Using optogenetics, researchers can even alter the activity of neuronal patterns and see the effects on meaning. [Carrillo-Reid, 2016, 2017] Nanotechnology will bring more in the following years.
Revolution
Absolutely revolutionary in all this is the newly emerging picture of the core of the human being. Multicellular phenomenology definitely leads to the view of a post-postmodernist brain. [see: “The Post-Postmodernist Brain“]
Let’s never forget the considerable dangers in this. Where does manipulation stop?
Confronting these dangers head-on, it also brings hope and a view upon the human being that is much more interesting. Using the new insights well, they show us a lot of potential Inner Strength.
The human being is indeed a miracle ― not literally, but functionally.

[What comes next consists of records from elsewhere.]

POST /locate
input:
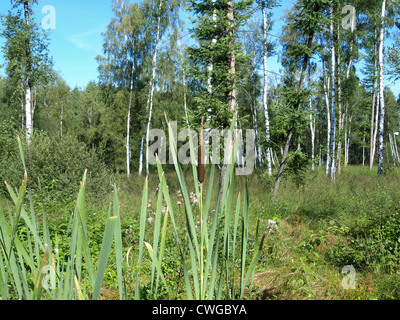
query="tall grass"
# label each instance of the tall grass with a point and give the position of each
(31, 266)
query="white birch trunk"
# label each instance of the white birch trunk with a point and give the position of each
(265, 89)
(374, 112)
(328, 117)
(28, 86)
(28, 113)
(395, 146)
(364, 151)
(312, 128)
(128, 121)
(333, 94)
(184, 86)
(149, 106)
(381, 96)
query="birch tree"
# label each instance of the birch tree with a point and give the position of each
(298, 53)
(381, 88)
(266, 28)
(27, 56)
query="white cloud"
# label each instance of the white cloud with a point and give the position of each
(87, 40)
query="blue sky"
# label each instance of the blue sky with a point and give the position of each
(76, 40)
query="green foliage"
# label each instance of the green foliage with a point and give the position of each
(57, 164)
(376, 244)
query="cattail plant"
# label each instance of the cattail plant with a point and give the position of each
(201, 155)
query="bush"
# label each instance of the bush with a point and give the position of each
(58, 165)
(374, 245)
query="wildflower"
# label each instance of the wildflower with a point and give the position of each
(193, 198)
(200, 160)
(272, 226)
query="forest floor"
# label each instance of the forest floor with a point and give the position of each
(334, 240)
(323, 226)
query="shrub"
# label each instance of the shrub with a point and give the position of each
(58, 164)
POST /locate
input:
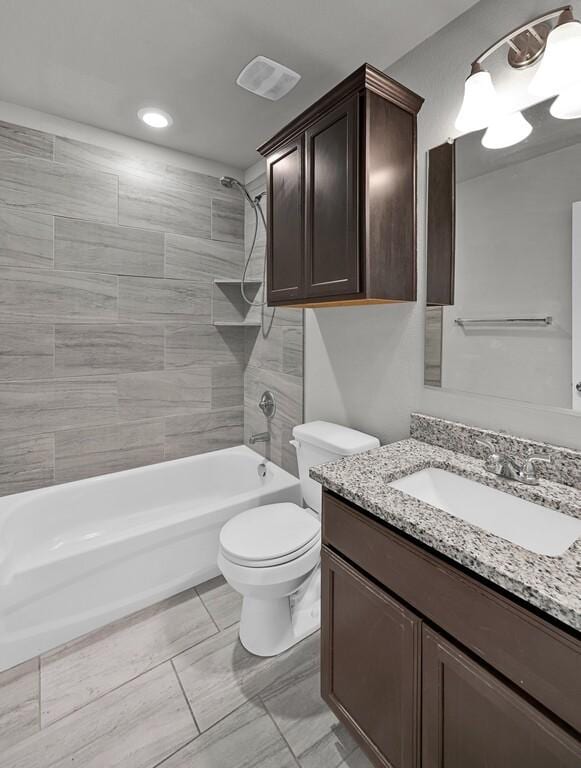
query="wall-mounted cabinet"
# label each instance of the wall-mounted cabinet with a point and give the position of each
(341, 184)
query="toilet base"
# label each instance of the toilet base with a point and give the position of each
(269, 627)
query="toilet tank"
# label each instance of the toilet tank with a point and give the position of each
(319, 442)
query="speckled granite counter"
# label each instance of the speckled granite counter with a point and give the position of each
(552, 584)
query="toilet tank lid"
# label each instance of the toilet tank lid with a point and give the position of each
(335, 438)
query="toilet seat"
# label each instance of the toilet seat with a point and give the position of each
(269, 535)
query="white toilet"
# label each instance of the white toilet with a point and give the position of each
(271, 554)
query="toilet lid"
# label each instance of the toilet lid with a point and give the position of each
(269, 533)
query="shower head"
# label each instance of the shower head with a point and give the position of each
(230, 182)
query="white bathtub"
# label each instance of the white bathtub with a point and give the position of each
(77, 556)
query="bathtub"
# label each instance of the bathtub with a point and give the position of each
(77, 556)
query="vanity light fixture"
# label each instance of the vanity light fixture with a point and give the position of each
(154, 117)
(559, 73)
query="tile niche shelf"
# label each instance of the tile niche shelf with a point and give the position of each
(229, 308)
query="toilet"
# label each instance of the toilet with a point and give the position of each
(271, 554)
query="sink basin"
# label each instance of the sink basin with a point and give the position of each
(530, 525)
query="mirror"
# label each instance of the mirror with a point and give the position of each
(504, 265)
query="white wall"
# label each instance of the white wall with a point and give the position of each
(364, 366)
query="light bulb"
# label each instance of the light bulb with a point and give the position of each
(481, 104)
(568, 105)
(506, 131)
(561, 63)
(154, 117)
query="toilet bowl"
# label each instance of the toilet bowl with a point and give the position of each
(271, 554)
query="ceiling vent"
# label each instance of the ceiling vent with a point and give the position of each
(267, 78)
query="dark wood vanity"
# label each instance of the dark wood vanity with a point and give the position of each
(341, 186)
(428, 665)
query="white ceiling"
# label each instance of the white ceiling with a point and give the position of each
(98, 61)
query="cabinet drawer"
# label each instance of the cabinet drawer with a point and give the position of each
(540, 658)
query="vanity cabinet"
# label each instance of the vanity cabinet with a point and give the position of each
(429, 666)
(341, 186)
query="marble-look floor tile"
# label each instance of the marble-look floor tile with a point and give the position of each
(196, 433)
(219, 674)
(92, 349)
(357, 760)
(245, 739)
(163, 300)
(25, 239)
(29, 295)
(90, 667)
(40, 186)
(26, 463)
(25, 141)
(93, 247)
(201, 259)
(93, 451)
(26, 351)
(223, 602)
(312, 731)
(19, 703)
(164, 393)
(135, 726)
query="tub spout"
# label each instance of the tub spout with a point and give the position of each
(260, 437)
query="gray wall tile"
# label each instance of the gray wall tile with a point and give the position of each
(203, 345)
(26, 239)
(153, 204)
(26, 351)
(25, 141)
(164, 393)
(227, 386)
(95, 451)
(19, 703)
(151, 299)
(33, 407)
(292, 351)
(198, 433)
(200, 259)
(94, 247)
(85, 349)
(41, 186)
(228, 220)
(40, 294)
(25, 463)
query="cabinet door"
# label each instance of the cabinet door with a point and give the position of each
(370, 664)
(332, 266)
(285, 246)
(471, 718)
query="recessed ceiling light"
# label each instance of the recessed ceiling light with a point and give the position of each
(155, 118)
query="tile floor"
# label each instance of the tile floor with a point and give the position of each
(171, 686)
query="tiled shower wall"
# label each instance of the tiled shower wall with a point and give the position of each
(274, 359)
(108, 358)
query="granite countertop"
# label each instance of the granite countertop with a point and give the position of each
(552, 584)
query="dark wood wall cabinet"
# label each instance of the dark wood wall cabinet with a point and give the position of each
(341, 186)
(429, 666)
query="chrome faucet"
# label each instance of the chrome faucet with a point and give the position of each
(512, 468)
(260, 437)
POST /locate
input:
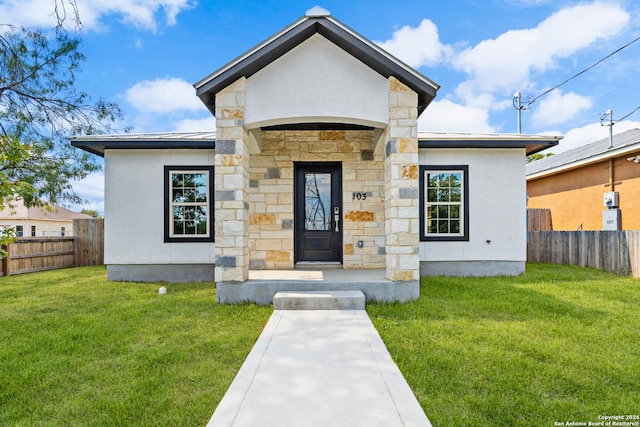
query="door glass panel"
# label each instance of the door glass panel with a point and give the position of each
(317, 201)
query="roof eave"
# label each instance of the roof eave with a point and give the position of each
(98, 147)
(620, 151)
(531, 146)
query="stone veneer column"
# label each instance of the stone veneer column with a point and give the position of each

Mind-science has the huge responsibility to make the best of this. [see: ” The Responsibility of Mind-Science“]
References
[Carrillo-Reid, 2016] Carrillo-Reid L, Yang W, Bando Y, Peterka DS, Yuste R. Imprinting and recalling cortical ensembles. Science. 2016 Aug 12;353(6300):691-4. doi: 10.1126/science.aaf7560. Epub 2016 Aug 11. PMID: 27516599; PMCID: PMC5482530.
[Carrillo-Reid, 2017] Carrillo-Reid L, Yang W, Kang Miller JE, Peterka DS, Yuste R. Imaging and Optically Manipulating Neuronal Ensembles. Annu Rev Biophys. 2017 May 22;46:271-293. doi: 10.1146/annurev-biophys-070816-033647. Epub 2017 Mar 15. PMID: 28301770.
[Goel, 2014] Goel A, Buonomano DV. Timing as an intrinsic property of neural networks: evidence from in vivo and in vitro experiments. Philos Trans R Soc Lond B Biol Sci. 2014 Jan 20;369(1637):20120460. doi: 10.1098/rstb.2012.0460. PMID: 24446494; PMCID: PMC3895985.
[Hebb, 1949] Donald O. Hebb, The Organization of Behavior: A Neuropsychological Theory, 1949
[Palm, 2014] Palm G, Knoblauch A, Hauser F, Schüz A. Cell assemblies in the cerebral cortex. Biol Cybern. 2014 Oct;108(5):559-72. doi: 10.1007/s00422-014-0596-4. Epub 2014 Apr 2. PMID: 24692024.
[Yuste, 2015] Yuste R. From the neuron doctrine to neural networks. Nat Rev Neurosci. 2015 Aug;16(8):487-97. doi: 10.1038/nrn3962. Epub 2015 Jul 8. PMID: 26152865.